Sara | 10.01.15 @ 15:35
Great information and breakdown of EFTs. Do not think I want to mess with EFTs though.
gracie | 10.01.15 @ 16:04
Nice breakdown of the details it was good info to be more informed about.
Carla Truett | 10.01.15 @ 16:08
Nice breakdown of ETFs. Thanks for making it a little less complicated for me.
Jennifer Sears | 10.01.15 @ 16:12
I'm always too cautious for investments.
Chelsey | 10.01.15 @ 16:20
This is a lot of good info packed into an article. My husband and I are paying off the last of our debt, and next step is investing more.
Steven | 10.01.15 @ 16:21
I think I will stay away from EFTs. Great information though.

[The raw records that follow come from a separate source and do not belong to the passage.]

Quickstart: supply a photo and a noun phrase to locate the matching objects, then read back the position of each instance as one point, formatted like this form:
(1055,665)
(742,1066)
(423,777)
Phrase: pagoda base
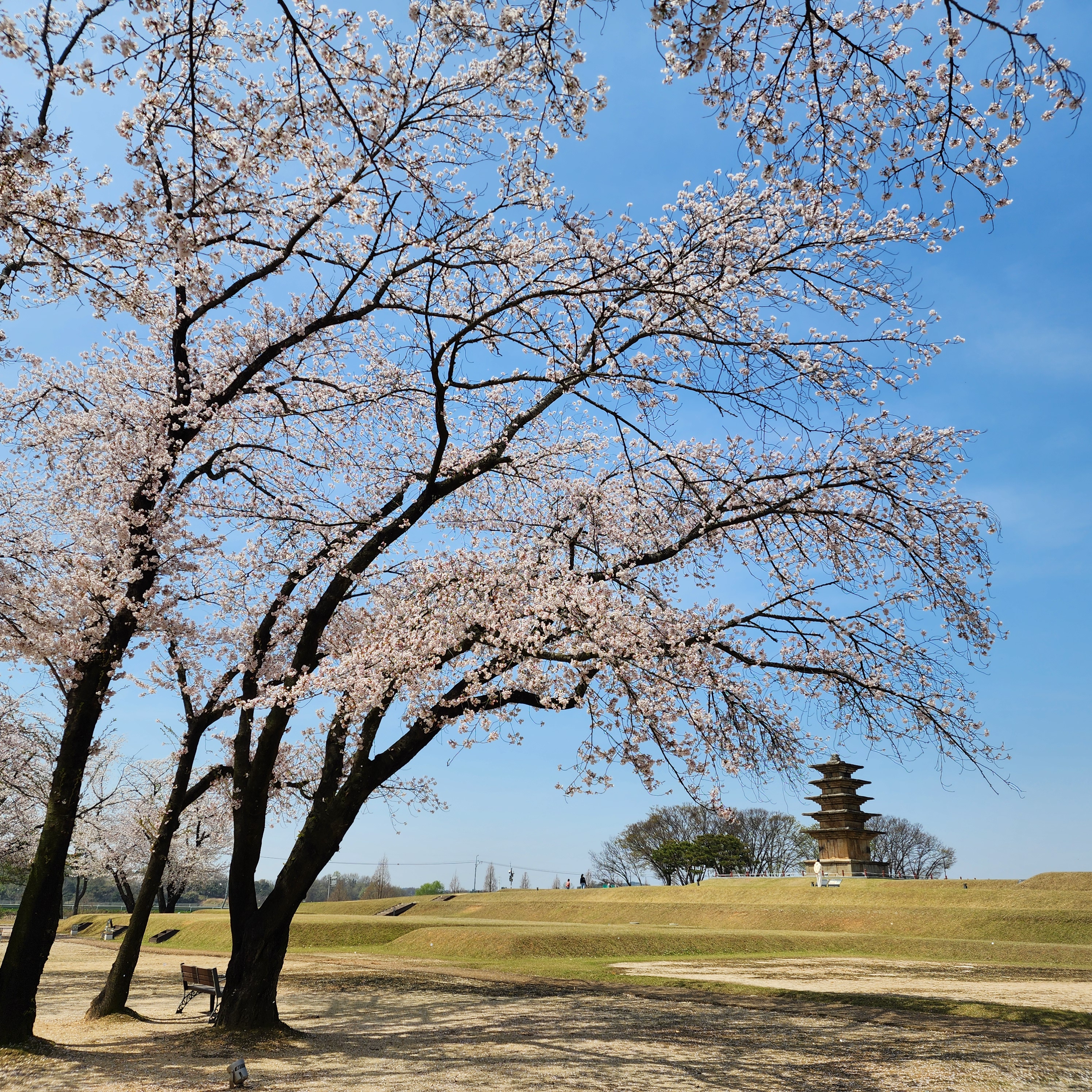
(847,866)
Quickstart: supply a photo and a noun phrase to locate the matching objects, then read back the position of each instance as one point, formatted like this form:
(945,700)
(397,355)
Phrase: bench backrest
(200,977)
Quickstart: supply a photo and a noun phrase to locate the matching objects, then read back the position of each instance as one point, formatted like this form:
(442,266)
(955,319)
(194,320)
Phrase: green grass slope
(1045,921)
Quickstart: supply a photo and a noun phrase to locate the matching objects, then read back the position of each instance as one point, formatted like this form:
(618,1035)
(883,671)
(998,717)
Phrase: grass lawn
(1042,923)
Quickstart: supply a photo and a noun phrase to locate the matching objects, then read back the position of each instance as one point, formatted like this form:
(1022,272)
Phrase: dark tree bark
(35,926)
(81,890)
(114,996)
(122,883)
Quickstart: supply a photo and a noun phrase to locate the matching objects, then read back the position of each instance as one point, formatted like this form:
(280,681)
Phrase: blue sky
(1018,293)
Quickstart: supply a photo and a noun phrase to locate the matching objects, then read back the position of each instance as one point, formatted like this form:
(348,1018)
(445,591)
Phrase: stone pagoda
(841,836)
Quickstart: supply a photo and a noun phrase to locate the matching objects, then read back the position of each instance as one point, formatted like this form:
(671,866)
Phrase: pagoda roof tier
(835,764)
(857,797)
(847,833)
(852,783)
(842,816)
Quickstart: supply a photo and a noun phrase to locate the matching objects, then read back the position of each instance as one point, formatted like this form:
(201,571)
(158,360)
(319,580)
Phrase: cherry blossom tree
(385,425)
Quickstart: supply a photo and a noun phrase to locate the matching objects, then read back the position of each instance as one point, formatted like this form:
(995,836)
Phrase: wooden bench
(201,980)
(395,911)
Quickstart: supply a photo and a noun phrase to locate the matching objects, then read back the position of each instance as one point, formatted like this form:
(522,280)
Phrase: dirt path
(379,1024)
(962,982)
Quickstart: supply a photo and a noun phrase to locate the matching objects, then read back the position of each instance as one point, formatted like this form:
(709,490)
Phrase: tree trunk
(80,892)
(125,890)
(35,926)
(114,996)
(260,936)
(253,973)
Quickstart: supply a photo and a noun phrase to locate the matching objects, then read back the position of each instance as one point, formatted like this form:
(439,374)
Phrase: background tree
(616,863)
(674,825)
(721,853)
(274,336)
(777,843)
(379,885)
(911,851)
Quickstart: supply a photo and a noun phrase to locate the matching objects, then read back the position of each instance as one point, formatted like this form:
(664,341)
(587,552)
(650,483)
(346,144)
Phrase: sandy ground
(964,982)
(379,1024)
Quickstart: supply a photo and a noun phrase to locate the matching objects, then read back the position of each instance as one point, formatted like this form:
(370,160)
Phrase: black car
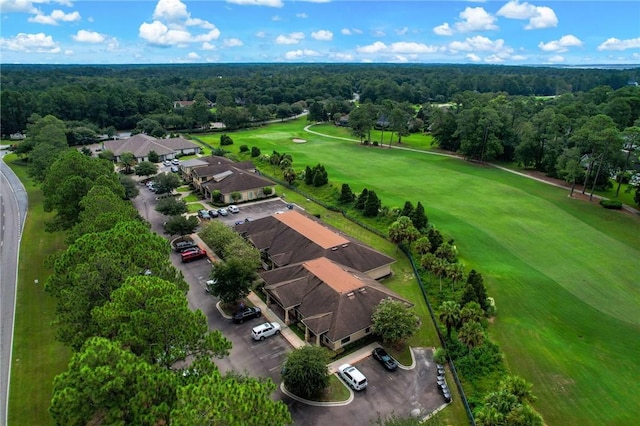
(181,246)
(385,359)
(246,313)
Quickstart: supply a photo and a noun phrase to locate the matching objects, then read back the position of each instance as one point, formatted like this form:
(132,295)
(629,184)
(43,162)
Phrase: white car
(352,376)
(265,330)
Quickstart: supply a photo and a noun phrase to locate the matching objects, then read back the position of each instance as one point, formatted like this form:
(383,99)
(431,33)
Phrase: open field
(37,356)
(564,273)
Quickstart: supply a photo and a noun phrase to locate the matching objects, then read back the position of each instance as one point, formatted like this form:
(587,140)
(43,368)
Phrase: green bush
(611,204)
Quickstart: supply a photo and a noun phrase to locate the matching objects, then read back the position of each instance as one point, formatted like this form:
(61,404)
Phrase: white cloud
(443,29)
(171,11)
(545,18)
(479,43)
(157,33)
(376,47)
(84,36)
(342,57)
(232,42)
(38,43)
(55,18)
(268,3)
(561,45)
(410,47)
(538,16)
(297,54)
(292,38)
(475,19)
(616,44)
(171,23)
(324,35)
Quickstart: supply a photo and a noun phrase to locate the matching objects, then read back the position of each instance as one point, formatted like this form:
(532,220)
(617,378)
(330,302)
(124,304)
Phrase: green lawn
(564,273)
(37,355)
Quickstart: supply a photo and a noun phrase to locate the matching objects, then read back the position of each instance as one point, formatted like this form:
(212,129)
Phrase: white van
(265,330)
(352,376)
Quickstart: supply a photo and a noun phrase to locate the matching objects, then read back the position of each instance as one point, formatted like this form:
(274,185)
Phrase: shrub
(611,204)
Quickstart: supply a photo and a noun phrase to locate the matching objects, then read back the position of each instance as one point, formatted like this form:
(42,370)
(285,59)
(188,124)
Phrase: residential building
(333,302)
(293,237)
(141,145)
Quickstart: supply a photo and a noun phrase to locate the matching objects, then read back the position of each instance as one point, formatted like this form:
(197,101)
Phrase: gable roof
(293,237)
(331,297)
(141,145)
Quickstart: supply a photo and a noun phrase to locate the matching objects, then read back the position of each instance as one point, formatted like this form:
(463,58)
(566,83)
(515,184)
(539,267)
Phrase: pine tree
(419,217)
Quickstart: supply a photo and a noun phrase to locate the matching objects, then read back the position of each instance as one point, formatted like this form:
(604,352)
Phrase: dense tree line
(140,354)
(120,96)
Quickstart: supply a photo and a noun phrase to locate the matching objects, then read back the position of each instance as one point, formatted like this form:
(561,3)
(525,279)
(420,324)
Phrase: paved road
(13,210)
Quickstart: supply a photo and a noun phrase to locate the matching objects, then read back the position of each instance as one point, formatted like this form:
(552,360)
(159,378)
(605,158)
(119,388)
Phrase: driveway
(399,392)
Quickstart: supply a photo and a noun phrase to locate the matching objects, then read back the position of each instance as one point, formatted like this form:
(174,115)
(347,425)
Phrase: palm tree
(127,160)
(471,334)
(449,315)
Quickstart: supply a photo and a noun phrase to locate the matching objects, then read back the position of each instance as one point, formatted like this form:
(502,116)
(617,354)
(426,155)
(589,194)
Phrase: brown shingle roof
(327,304)
(286,245)
(312,230)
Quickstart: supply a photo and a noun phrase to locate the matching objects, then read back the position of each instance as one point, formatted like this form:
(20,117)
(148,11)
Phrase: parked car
(352,376)
(265,330)
(181,246)
(247,313)
(193,254)
(387,361)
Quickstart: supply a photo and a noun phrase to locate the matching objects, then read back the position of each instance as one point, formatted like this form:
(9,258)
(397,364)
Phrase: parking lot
(397,392)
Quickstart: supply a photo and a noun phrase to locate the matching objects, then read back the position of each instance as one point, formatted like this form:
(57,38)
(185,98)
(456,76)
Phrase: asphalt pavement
(13,211)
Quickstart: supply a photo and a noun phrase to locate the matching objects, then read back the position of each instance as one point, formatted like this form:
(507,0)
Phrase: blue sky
(512,32)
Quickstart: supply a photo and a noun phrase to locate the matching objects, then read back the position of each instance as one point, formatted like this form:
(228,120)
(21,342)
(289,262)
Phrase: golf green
(564,273)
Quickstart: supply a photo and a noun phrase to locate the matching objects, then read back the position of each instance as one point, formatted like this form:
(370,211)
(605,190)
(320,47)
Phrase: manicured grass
(563,272)
(37,356)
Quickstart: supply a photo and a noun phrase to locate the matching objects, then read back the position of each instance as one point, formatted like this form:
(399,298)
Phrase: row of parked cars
(442,383)
(354,377)
(209,214)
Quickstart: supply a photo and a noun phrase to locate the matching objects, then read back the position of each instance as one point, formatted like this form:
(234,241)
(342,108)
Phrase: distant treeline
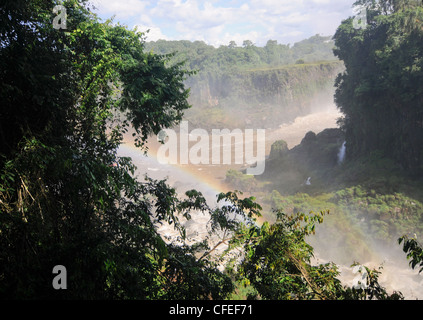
(203,57)
(237,86)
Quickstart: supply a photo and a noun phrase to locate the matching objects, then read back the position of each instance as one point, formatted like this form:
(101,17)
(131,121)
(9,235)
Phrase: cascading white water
(341,153)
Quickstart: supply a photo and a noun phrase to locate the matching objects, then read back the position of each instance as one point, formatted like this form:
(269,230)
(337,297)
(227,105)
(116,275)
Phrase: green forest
(66,198)
(231,81)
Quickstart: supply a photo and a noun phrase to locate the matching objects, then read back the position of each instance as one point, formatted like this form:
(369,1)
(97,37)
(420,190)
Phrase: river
(210,180)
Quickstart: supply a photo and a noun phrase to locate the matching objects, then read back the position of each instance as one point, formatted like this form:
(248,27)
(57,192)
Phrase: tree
(278,265)
(378,92)
(66,198)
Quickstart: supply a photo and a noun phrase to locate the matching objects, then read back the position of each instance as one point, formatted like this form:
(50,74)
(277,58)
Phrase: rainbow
(182,177)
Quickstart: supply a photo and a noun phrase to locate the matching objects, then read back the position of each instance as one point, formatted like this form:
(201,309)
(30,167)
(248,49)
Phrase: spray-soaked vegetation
(256,87)
(67,198)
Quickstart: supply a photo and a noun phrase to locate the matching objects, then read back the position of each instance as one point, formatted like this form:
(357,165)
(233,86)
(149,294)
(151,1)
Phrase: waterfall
(341,153)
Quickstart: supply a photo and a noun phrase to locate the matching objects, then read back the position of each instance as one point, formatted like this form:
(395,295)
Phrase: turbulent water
(395,274)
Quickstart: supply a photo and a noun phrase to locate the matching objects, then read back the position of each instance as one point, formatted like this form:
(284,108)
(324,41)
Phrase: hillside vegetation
(256,87)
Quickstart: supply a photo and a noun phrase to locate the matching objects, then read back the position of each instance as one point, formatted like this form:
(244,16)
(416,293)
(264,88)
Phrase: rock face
(319,151)
(315,158)
(279,149)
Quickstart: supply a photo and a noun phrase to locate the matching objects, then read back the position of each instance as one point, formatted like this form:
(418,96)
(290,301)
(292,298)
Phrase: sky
(218,22)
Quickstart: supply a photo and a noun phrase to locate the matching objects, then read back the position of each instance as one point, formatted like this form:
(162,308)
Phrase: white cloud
(218,22)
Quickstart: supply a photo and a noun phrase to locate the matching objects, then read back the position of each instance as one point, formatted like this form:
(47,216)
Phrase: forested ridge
(231,81)
(67,198)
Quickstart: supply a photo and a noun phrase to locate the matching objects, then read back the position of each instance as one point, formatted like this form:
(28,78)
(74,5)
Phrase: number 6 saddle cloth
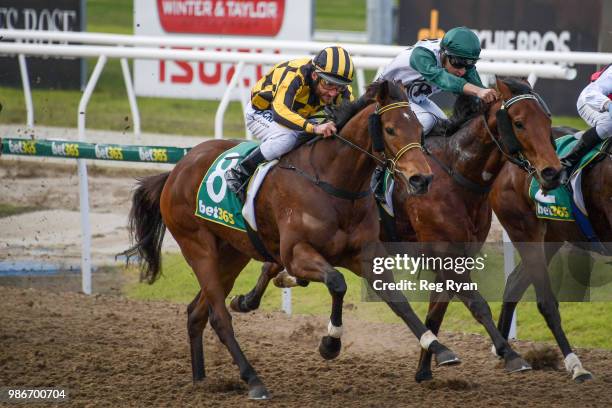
(217,203)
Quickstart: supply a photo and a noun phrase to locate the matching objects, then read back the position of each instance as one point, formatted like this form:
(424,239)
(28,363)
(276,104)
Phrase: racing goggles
(461,63)
(330,86)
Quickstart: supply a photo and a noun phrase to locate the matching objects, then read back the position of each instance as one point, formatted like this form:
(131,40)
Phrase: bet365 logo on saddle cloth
(216,202)
(556,204)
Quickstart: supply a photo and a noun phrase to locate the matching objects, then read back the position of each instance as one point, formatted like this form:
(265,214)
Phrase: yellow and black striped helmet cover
(335,61)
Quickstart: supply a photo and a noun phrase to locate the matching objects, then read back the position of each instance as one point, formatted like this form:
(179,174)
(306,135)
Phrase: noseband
(509,145)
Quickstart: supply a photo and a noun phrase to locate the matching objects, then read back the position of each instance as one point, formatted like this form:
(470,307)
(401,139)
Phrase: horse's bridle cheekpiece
(375,129)
(510,145)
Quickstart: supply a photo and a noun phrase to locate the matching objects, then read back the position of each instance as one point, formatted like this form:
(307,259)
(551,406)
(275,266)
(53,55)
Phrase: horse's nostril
(549,174)
(420,182)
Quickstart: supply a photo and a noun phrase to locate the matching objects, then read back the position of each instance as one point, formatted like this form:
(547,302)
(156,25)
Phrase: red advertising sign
(223,17)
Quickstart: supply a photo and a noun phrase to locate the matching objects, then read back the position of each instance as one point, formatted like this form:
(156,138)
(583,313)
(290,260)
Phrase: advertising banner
(270,19)
(54,15)
(543,25)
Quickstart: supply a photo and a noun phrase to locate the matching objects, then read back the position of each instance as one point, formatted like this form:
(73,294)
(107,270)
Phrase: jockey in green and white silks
(432,66)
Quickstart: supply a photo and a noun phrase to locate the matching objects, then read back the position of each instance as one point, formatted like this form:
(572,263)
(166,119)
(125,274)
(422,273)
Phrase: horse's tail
(147,227)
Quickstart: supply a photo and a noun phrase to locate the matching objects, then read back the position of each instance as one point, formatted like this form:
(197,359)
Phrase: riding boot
(238,176)
(589,140)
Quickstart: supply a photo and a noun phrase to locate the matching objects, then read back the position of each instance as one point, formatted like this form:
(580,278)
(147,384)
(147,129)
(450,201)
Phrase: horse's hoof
(329,348)
(583,377)
(447,358)
(259,393)
(423,375)
(238,304)
(515,364)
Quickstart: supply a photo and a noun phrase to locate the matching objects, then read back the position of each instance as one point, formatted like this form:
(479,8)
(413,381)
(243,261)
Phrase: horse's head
(396,132)
(524,130)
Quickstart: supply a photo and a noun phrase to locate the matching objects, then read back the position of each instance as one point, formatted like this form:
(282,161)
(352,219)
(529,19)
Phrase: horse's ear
(502,88)
(383,93)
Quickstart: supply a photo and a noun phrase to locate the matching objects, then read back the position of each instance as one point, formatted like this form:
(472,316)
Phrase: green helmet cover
(461,42)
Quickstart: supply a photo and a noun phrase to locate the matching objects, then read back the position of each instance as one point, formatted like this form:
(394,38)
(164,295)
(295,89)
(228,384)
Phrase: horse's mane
(347,110)
(468,107)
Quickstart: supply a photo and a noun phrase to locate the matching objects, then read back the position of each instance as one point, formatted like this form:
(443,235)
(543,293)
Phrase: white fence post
(83,184)
(225,100)
(27,92)
(129,87)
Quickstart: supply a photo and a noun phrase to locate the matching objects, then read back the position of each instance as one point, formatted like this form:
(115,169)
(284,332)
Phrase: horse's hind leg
(536,267)
(251,301)
(306,263)
(400,306)
(516,285)
(197,317)
(481,311)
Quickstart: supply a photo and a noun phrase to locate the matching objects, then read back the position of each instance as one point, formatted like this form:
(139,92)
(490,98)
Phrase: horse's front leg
(438,303)
(307,263)
(399,305)
(481,311)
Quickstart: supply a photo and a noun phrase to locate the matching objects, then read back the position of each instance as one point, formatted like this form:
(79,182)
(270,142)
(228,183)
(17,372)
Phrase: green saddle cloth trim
(557,203)
(216,202)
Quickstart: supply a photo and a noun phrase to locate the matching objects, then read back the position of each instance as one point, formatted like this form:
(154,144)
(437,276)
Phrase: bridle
(378,144)
(509,145)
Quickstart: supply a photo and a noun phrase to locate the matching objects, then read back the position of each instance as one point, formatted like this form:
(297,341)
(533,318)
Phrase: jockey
(284,99)
(595,107)
(431,66)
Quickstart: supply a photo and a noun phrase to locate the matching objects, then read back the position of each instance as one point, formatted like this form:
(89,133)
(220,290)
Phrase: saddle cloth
(217,203)
(557,204)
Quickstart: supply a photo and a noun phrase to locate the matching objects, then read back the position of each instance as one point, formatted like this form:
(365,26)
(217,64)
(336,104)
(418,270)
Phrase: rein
(520,161)
(388,163)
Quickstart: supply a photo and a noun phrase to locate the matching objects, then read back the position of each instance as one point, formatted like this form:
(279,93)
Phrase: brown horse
(516,212)
(456,210)
(301,225)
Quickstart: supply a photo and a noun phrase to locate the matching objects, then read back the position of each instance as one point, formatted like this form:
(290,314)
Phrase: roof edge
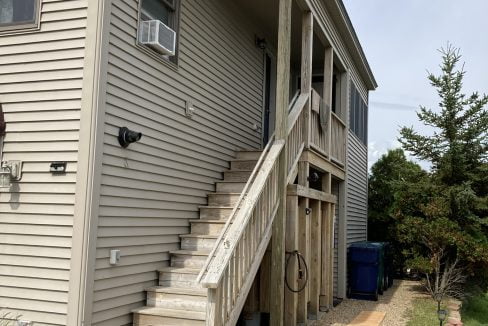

Selena Walls | 10.01.15 @ 16:37
Great tips for becoming a smart investor.
Irene | 10.01.15 @ 16:37
I never knew what an exchange-traded fund meant before, thanks for the great explanation
Meredith L | 10.01.15 @ 16:44
Like Sarah says, this is a great breakdown of info. ETFs have always been a little bit beyond me but this has been very helpful in knowing what to look for.